Голос певца взлетел вверх, вступил в состязание со звоном кандалов, пересилил его (да и арестанты, вслушиваясь в песню, старались ступать полегче) и забрался под небеса. Какая-то неиспытанная отчаянная лихость звенела в дрожащем высоком голосе мужика. Казалось, вот-вот лопнет в певце, словно струна, главная жила, и тогда подхватят его кромешники и поволокут на вечную расправу.
Воспотешь-ка, воспотешь меня, доброва молодца,
Доброва молодца, меня при бедности,
При бедности меня во неволюшке…
Певец тряхнул головой, как бы желая остановить полет песни ввысь, и глухо, почти в полной тишине с лютой тоской запричитал:
Во неволюшке и во засадушке:
В каменной Москве, в земляной тюрьме,
За тремя дверьми за чугунными…
Голос певца перешел почти в шепот со стремительным речитативом. В песне слышалась скорбь, слышалось искреннее, щемящее до боли сердца чувство необратимости судьбы, чувство, которого не знают ни птицы, ни природа, ни господа.
За решеточками за железными,
За замочками за немецкими!
Я ни год сидел, ни два года,
А сидел ровно тридцать лет.
И вот певец вновь закинул голову вверх, без жалости обнажил свою раненую душу, и первобытный нервный свободный голос опалил все вокруг. Певец стал выше неба, кандалы со звоном упали наземь, облака расступились, открыв безграничную воздушную хлябь, душа мужика упорхнула к горящему закату, унеслась вслед уходящему дню.
Как отец и мать отказалися,
Все сроднички отрекалися:
У нас в роду воров не было,
У нас в роду люди добрые…
Певец резко оборвал песню и сник. Неспетой осталась последняя нота, иссякла последняя жалоба. Теперь надо ожесточиться, чтобы суметь вытерпеть все.
Колонна остановилась. Певец обернулся на народ, столпившийся возле трактира, и безучастно потупился, как бы прося прощение за причиненную всем боль.
От колонны отделились трое арестантов и подошли к толпе. Четверо крестьян развязали котомки и протянули по большому ломтю хлеба.

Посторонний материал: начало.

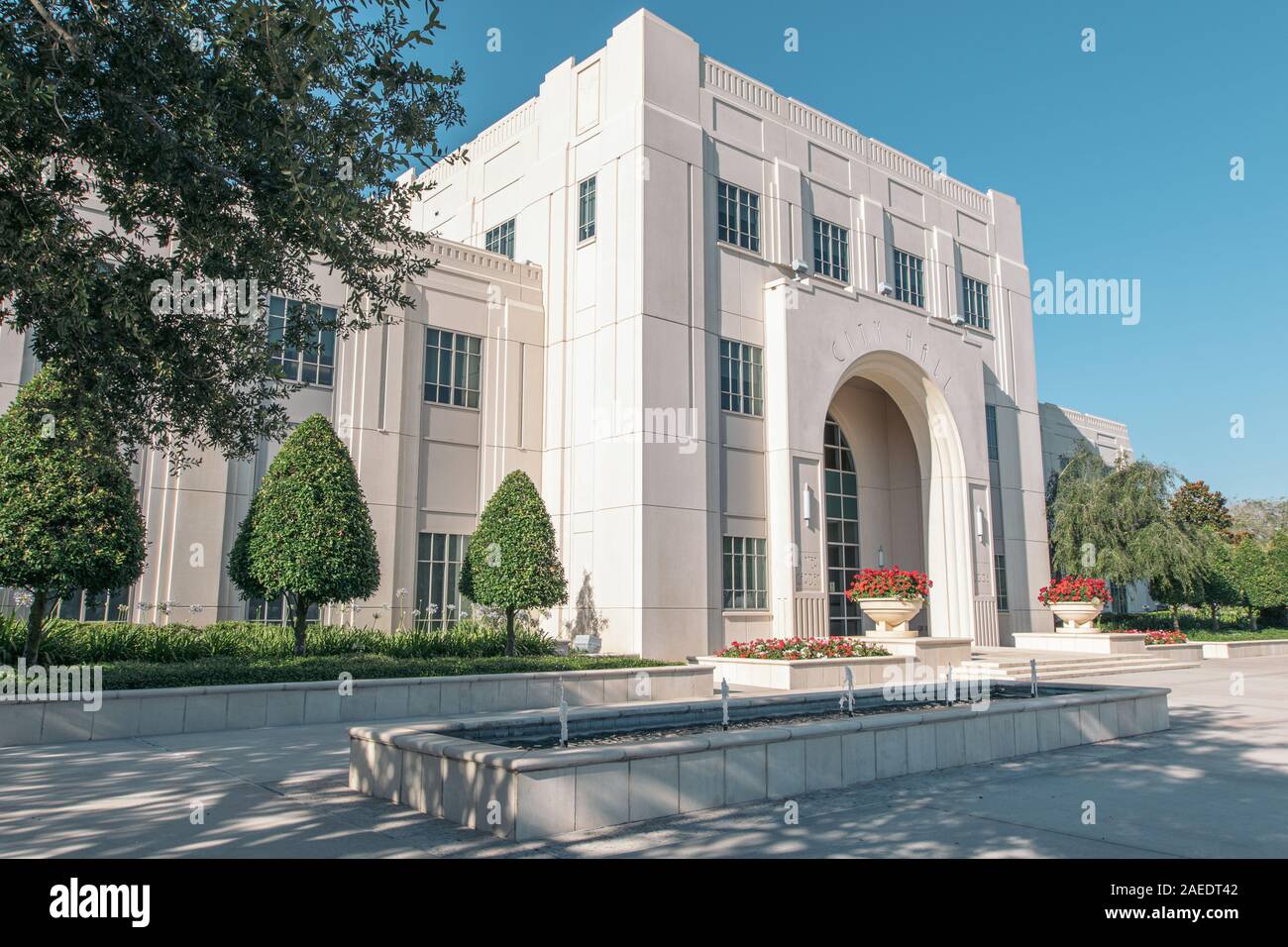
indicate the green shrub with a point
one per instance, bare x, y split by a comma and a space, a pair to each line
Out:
73, 642
133, 676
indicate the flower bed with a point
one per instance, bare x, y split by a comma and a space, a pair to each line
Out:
802, 648
892, 582
1157, 637
1076, 589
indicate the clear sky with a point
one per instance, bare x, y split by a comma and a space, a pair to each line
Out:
1121, 159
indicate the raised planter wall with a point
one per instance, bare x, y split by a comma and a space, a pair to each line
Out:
1082, 642
1275, 647
249, 706
932, 654
529, 793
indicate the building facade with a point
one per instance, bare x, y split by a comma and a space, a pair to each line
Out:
741, 348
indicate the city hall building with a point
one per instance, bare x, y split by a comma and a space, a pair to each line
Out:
742, 350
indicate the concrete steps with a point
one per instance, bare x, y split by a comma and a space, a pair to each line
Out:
1056, 667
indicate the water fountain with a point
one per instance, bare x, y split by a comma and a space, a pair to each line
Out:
848, 697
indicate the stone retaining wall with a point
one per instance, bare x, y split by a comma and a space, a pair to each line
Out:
248, 706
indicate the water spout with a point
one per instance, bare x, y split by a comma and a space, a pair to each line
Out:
848, 697
563, 718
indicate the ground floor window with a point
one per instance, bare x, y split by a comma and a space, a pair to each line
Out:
438, 570
95, 605
1000, 579
841, 488
745, 574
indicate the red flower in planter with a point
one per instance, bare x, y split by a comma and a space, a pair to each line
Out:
800, 648
1076, 589
892, 582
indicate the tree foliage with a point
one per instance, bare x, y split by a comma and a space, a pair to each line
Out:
68, 515
1198, 505
308, 531
249, 141
1117, 523
513, 561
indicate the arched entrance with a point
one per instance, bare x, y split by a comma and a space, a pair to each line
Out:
912, 506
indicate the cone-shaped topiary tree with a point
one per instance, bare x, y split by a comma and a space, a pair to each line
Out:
68, 515
308, 532
513, 561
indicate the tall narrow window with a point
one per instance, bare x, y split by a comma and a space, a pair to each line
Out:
909, 286
745, 574
831, 250
587, 209
975, 302
500, 240
737, 217
741, 377
313, 363
452, 368
438, 569
995, 495
841, 487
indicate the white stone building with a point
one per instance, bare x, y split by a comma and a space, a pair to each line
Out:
742, 348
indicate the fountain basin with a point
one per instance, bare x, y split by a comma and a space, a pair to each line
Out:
451, 768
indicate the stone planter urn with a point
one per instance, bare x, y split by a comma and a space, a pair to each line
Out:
892, 615
1078, 617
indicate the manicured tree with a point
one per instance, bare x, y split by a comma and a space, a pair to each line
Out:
68, 517
1253, 579
1220, 585
1198, 505
308, 532
513, 561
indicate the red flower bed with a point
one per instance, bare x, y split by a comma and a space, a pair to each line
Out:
1076, 589
892, 582
800, 648
1157, 637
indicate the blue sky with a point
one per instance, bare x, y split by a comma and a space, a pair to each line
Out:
1120, 158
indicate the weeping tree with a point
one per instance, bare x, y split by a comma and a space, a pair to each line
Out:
68, 515
513, 561
1117, 523
308, 532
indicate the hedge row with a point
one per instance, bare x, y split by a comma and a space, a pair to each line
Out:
133, 676
95, 642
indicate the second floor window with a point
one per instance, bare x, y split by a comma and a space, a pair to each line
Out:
738, 217
452, 368
909, 286
741, 372
500, 240
313, 364
975, 302
587, 209
831, 250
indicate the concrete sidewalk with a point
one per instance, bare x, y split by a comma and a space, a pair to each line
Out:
1216, 785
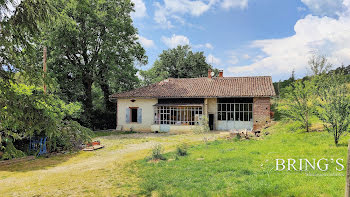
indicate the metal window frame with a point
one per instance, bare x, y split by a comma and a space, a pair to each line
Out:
243, 109
177, 115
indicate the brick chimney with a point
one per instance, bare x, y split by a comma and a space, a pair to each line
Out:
209, 73
221, 73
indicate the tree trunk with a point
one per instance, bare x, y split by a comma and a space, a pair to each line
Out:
87, 101
347, 187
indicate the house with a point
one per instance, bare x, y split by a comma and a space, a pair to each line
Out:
177, 105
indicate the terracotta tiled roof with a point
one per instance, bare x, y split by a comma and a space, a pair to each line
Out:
204, 87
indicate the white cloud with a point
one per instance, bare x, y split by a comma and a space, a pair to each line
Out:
246, 56
326, 35
146, 42
213, 60
140, 9
206, 45
233, 59
175, 40
176, 8
324, 7
227, 4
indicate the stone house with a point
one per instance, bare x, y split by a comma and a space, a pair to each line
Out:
178, 104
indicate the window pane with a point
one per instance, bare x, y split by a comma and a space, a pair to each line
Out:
246, 116
223, 107
237, 116
232, 116
223, 116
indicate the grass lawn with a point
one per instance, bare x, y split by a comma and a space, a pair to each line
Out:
247, 167
99, 173
217, 168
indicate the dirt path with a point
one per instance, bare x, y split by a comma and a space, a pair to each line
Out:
104, 172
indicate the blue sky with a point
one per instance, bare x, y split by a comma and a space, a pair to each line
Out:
248, 37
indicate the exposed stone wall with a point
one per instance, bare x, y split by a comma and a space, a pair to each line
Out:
261, 112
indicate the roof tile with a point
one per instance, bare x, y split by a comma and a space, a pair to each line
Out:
204, 87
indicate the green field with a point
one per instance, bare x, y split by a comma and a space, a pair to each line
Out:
247, 167
218, 167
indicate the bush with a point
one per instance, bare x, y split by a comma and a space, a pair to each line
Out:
11, 152
157, 153
181, 150
71, 137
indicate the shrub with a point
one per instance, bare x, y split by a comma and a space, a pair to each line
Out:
11, 152
71, 137
157, 152
181, 150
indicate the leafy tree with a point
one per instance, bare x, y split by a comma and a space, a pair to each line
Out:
93, 42
179, 62
319, 64
333, 104
27, 112
19, 31
297, 103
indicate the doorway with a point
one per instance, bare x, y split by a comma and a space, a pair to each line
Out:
211, 121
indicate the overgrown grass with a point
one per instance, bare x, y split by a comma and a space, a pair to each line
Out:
247, 167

Двое лакеев и чиновник, пошушукавшись, положили в протянутые шапки по рублю, а купцы Пушкарев и Кирчигин, за неимением денег, расстались с золотыми цепочками. Подавали и другие, оказавшиеся рядом. Арестанты не разбирали, кто что дал, и кланялись низко каждому благодетелю.
Бедно одетая женщина шепнула что-то своей дочери, семилетнему ребеночку, и девочка, подбежав к колонне преступников, бесстрашно пролезла в середку, к русому певцу, и протянула ему зажатый в кулачок грошик:
— На, дяденька, Христос спасет тебя.
Певец вздрогнул, поднял на девчушку печальные глаза и ласково дотронулся до ее плечика, но тут же отдернул руку, как бы боясь замарать малютку.
— На, дяденька, — напомнила девочка про грошик, с любопытством разглядывая «страшного» человека.
Певец благодарно взял денежку.
— Ты больше не будешь делать плохо? — совсем уже осмелела маленькая благотворительница.
— Нет, не буду. — Улыбнувшись, певец погладил девочку по волосам. — Ну, иди, мать зовет.
— Трогай! — раздалась команда.
Кандалы зазвенели, колонна тронулась, вновь полилось заунывное бормотанье «Милосердной». Арестанты шли на отсветы пожара в Рогожке. Горела шерстопрядильная фабрика купца Лахмана, застрахованная на пятнадцать тысяч серебром товариществом «Саламандра».
Колонна двигалась на огонь, а по левую сторону от нее, в волчьей шубе нараспашку, с орденом Владимира в петлице, вышагивал старик — юродивый доктор Федор Петрович Гааз.
СТАРОМОСКОВСКИЕ ЖИТЕЛИРассказы
Москва… как много в этом звуке
Для сердца русского слилось!
ПРОЛОГ
«Кто был в Москве, знает Россию», — эти слова Карамзина не легковесное хвастовство старого московского жителя, а зрелое умозаключение знаменитого историографа.
Белокаменная кружевница хоть и потеряла в начале XVIII века блеск царского двора, но навсегда осталась средоточением народной жизни. Отсюда летом разлетались по всей Руси вести, слухи, легенды, а зимою они вновь собирались в Москву.